Reflecting on the correspondence I have received after my previous post and recent training sessions with manufacturers, I realize that people are looking for tools and tricks to “fix” innovation. Sometimes it is actually not even about innovation, but about making up for past decisions like not investing in technology or market development when they should have. Others think of innovation as a function, or as a management tool that can be standardized into a job description or an area of responsibility. While this is possible in some contexts, I don’t find this approach to innovation so useful in the smaller and medium sized manufacturing firms and the research/technology institution space where I am working in.
For me, innovation is firstly a value, perspective on how organizations should be. When management says “we are an innovative organization” or “we want an innovative culture” or “our reputation is that we are innovative” then we can move to tools, portfolios, tricks, and tweaks (those things that people in innovation functions must attend to). Many textbooks, articles and blog sites on innovation and technology management are then useful. Actually the challenge is to decide which of the bucketloads of advice to use, and consultants like me typically help organizations to choose a few tools and to then use them consistently and fully. I would dare to say that it is relatively easy to help companies that are already innovative to become more innovative.

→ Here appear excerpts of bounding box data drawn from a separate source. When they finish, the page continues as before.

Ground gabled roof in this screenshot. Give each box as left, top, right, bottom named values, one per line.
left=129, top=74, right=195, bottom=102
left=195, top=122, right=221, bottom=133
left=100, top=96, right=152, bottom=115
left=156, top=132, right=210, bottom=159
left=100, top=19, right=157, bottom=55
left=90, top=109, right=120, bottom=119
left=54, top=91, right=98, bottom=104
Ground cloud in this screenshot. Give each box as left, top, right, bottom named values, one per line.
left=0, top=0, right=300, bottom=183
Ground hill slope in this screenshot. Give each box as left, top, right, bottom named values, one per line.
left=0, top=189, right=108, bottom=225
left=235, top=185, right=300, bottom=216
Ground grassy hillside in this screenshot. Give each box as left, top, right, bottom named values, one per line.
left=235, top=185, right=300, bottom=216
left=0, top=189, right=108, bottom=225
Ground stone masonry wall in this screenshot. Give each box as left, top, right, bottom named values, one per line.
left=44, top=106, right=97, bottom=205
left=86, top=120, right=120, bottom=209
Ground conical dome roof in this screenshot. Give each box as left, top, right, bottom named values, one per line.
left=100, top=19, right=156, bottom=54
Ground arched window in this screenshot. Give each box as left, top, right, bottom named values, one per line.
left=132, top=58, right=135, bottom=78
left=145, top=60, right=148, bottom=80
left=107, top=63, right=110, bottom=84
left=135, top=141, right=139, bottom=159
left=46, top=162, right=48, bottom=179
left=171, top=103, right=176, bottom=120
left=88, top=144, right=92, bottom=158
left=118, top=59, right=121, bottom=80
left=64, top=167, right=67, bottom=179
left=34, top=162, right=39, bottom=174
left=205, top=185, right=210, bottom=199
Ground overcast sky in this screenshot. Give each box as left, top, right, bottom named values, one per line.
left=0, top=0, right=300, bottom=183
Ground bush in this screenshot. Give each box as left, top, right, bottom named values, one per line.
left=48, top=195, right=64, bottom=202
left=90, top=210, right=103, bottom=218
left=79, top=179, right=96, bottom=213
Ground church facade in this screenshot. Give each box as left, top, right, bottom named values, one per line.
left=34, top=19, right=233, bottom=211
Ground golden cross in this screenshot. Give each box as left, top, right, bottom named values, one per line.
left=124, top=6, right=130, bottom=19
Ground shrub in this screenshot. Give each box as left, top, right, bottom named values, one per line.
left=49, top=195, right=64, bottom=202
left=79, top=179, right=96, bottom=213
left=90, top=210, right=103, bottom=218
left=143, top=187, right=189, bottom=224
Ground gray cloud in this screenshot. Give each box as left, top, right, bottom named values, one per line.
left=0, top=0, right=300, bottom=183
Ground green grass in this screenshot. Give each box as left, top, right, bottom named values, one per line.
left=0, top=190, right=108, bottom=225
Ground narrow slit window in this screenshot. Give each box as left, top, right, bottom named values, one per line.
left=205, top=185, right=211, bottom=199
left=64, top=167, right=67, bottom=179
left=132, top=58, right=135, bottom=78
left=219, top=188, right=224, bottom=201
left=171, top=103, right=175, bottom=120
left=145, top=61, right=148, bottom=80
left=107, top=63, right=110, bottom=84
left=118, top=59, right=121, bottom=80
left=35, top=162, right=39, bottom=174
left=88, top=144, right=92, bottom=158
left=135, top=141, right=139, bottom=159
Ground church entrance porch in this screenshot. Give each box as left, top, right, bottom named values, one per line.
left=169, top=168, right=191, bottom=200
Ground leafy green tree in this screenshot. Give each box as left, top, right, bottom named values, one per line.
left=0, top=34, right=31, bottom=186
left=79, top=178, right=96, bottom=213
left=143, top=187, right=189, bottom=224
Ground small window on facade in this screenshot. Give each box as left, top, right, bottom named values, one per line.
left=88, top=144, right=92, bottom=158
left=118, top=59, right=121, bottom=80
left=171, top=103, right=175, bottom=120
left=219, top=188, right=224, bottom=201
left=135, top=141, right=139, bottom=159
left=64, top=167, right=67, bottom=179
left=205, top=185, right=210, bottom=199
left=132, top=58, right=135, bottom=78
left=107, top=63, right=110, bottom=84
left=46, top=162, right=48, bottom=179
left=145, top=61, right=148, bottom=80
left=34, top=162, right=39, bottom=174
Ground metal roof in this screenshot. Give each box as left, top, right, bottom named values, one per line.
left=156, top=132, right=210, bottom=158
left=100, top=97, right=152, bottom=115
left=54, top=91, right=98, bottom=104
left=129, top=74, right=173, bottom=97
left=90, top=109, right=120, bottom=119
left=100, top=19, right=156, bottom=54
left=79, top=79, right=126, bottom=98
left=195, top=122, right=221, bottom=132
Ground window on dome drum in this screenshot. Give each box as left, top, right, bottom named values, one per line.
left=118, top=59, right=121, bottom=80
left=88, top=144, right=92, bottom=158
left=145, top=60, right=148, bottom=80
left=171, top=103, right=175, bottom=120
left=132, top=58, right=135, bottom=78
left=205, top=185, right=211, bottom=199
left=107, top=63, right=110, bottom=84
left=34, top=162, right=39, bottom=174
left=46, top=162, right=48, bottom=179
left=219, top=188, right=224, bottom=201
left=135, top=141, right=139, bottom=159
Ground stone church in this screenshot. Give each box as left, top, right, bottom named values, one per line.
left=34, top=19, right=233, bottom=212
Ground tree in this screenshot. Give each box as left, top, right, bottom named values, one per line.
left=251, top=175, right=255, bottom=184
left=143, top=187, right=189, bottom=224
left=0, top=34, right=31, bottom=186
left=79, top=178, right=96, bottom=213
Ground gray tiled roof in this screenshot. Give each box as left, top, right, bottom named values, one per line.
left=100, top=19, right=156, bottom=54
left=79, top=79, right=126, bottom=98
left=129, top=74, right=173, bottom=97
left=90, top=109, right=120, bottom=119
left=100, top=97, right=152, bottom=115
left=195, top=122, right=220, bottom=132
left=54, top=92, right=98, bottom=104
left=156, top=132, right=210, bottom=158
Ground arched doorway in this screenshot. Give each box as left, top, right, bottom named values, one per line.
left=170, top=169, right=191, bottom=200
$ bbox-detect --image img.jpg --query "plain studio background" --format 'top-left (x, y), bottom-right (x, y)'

The area that I am really intrigued by, are those organizations that are not innovative, or that would not describe themselves as having an innovative culture. Maybe they used to be innovative. Maybe they are innovative in some areas, but not in others. Maybe they had one or two tricks in the past that have now become old. These could be extremely competent organizations, like a research programme, a manufacturer of highly specialized industrial equipment, or an organization that simply design and manufacturers what their customers expressively tell them to make. Even if the outputs of these organizations can be described as “innovative”, these organizations themselves do not necessarily have innovative cultures that constantly are creating novel ideas, processes and markets. In my experience these organizations have technically brilliant people, but management is often not able to harness the genius, experience or creativity of their people. The main reason for this is not a lack of technique, tools or tricks. It is because of a lack of an innovative culture, leading to a lack of innovative purpose. These organizations are trapped. They are equipped for the past, but they are paralyzed by all the choices they have to make about the future. For management, it feels like everything that they have in place are inadequate and need equal attention, ranging from attracting staff with better (or different) qualifications to finding new markets, developing new technological capability, sorting out cash flow and capital expenditure, addressing succession planning, etc.
Improving the innovation culture of an organization is a complex issue. It is not about tasks, functions or tools, but about changing relations between people, within and beyond the boundaries of the organization.
When working with organizations that must improve their innovative culture, motivational speeches, optimistic visions of the future, etc, are not useful and could in fact deepen the crises facing management. Instruments such as scenario planning, roadmaps, foresight techniques, or interventions like starting a R&D unit, a lean exercise to reduce waste, are all addressing the wrong issues and distract management from confronting the real issue that are stifling the organization. It narrows the ability of management and specialists to scan within and beyond the organisation for opportunities that could be used to change the way people work together, think together, solve problems together. The typical employee in a manufacturing or technical environment loves solving problems, love tinkering with novelty. But often management becomes so performance or target obsessed (lean?) that they don’t tap into the latent potential of their people.
Improving the innovation culture process starts with connecting management back with their people. It starts in the present, the now, not the future scenarios, not with using innovation techniques, better analytical tools, and in most cases not with some or other management fad. It goes beyond trying to improve products, processes or business areas, beyond gaps in the management capability. It must look at the relations between people, between what people know and can do now (or in the recent past), and the potential the people see to make small improvements.
When management has the courage to decide to improve their innovative culture it starts a process that cannot be described as incremental improvement, as that sounds too directed. It is rather like a deepening, or an awakening where employees are inspired to contribute, and management is more aware what they can do to enable their employees to become more innovative on all fronts. Of course, management also face the risk that outdated management approaches that does not seek to empower employees to be creative will be exposed, and some tough decisions will have to be made.
For me the most promising approach to improving innovation in an organization is a organization development approach (not limited to design, not based on technical innovation instruments) based on complexity thinking, like our Systemic Insight approach. We are using instruments such as Sensemaker developed by Cognitive Edge to find areas for improvement, areas where relations between knowledge objects (knowledge, artificats, heuristics, etc) and people can be improved, starting from where the system is and then probing to understand what the immediate potential is for improvement. It allows people to take many small steps in parallel to improve the system and to push back the boundaries that have constrained the creativity in the organization.
In my view, building an innovation culture goes far beyond establishing or refining innovation management functions. It is a strategic issue that is initiated by top management, but that will soon spill over into every area of the organization, hence it cannot be driven from a management function like “innovation”.